Was ist die Meeresnuss & wie beeinflusst sie gefährdete Störe?
-Das Kaspische Meer ist seit langem ein besonderer Ort für Kaviarbauern, dessen Gewässer einige der wertvollsten Störarten der Welt beherbergen. Doch unter seiner glänzenden Oberfläche gibt es eine wachsende Gefahr: die Meeresnuss (Mnemiopsis leidyi), eine invasive Rippenqualle, die dieses empfindliche Ökosystem still und leise stört. Für Menschen, deren Arbeit von Stören abhängt, ist es nicht nur ein wissenschaftliches Thema zu verstehen, wie die Meeresnuss wirkt; es ist eine Frage des Überlebens. Dieser Artikel erklärt, was die Meeresnuss ist, wie sie in das Kaspische Meer gelangt ist und welche schweren Auswirkungen sie auf Störe und die Kaviarproduktion hat.
Die Meeresnuss im Fokus: Ein täuschender Eindringling
Auf den ersten Blick wirkt die Meeresnuss fast unwirklich.

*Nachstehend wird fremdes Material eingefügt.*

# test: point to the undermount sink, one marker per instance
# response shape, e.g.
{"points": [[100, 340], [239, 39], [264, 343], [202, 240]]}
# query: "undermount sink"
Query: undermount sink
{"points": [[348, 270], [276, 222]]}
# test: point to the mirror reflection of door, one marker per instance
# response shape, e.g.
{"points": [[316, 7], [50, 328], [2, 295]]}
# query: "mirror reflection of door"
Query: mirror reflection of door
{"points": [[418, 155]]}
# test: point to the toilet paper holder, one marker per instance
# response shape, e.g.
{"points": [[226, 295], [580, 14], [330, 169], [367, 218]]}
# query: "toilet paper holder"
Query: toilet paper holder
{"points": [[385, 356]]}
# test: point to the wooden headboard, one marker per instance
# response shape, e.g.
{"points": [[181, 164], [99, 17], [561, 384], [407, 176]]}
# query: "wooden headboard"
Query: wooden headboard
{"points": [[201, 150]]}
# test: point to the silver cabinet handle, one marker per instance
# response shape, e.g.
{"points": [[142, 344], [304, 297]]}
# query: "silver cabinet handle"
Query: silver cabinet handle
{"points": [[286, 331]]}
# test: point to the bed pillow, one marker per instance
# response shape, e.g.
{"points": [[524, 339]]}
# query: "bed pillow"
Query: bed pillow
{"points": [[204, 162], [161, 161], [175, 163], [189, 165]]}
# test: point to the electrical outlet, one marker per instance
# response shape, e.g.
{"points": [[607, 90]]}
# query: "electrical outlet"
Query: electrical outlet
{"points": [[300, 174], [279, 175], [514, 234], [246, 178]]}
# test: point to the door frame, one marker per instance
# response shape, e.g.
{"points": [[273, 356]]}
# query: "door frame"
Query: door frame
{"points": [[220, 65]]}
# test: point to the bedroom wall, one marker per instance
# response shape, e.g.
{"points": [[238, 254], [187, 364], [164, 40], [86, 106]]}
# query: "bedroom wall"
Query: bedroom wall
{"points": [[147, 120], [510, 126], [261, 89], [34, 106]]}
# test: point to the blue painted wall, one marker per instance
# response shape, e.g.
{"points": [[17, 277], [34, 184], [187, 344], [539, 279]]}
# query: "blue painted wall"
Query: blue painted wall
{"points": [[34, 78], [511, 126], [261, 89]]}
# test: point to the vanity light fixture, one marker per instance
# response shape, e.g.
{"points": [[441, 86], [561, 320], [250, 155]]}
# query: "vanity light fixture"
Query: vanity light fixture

Wissenschaftlich bekannt als Mnemiopsis leidyi, stammt dieses durchsichtige, walnussförmige Lebewesen aus dem westlichen Atlantik. Anders als Quallen gehört sie zu den Rippenquallen und hat acht Reihen von kammartigen Platten, die sich durch das Wasser bewegen und ein schönes, schimmerndes Leuchten erzeugen. Sie kann bis zu 10 cm groß werden und bewegt sich ruhig und sanft, was ihre echte Wirkung verbirgt.

Hinter diesem weichen Aussehen steckt jedoch ein sehr aktiver Räuber. Die Meeresnuss frisst Zooplankton, Fischeier und Larven und kann an einem Tag bis zum Zehnfachen ihres eigenen Körpergewichts aufnehmen, wenn genug Nahrung vorhanden ist. Mit klebrigen Tentakeln und der Fähigkeit, bis zu 10.000 Eier pro Monat zu produzieren, passt sie sich sehr leicht an neue Umgebungen an und gilt als starke invasive Art.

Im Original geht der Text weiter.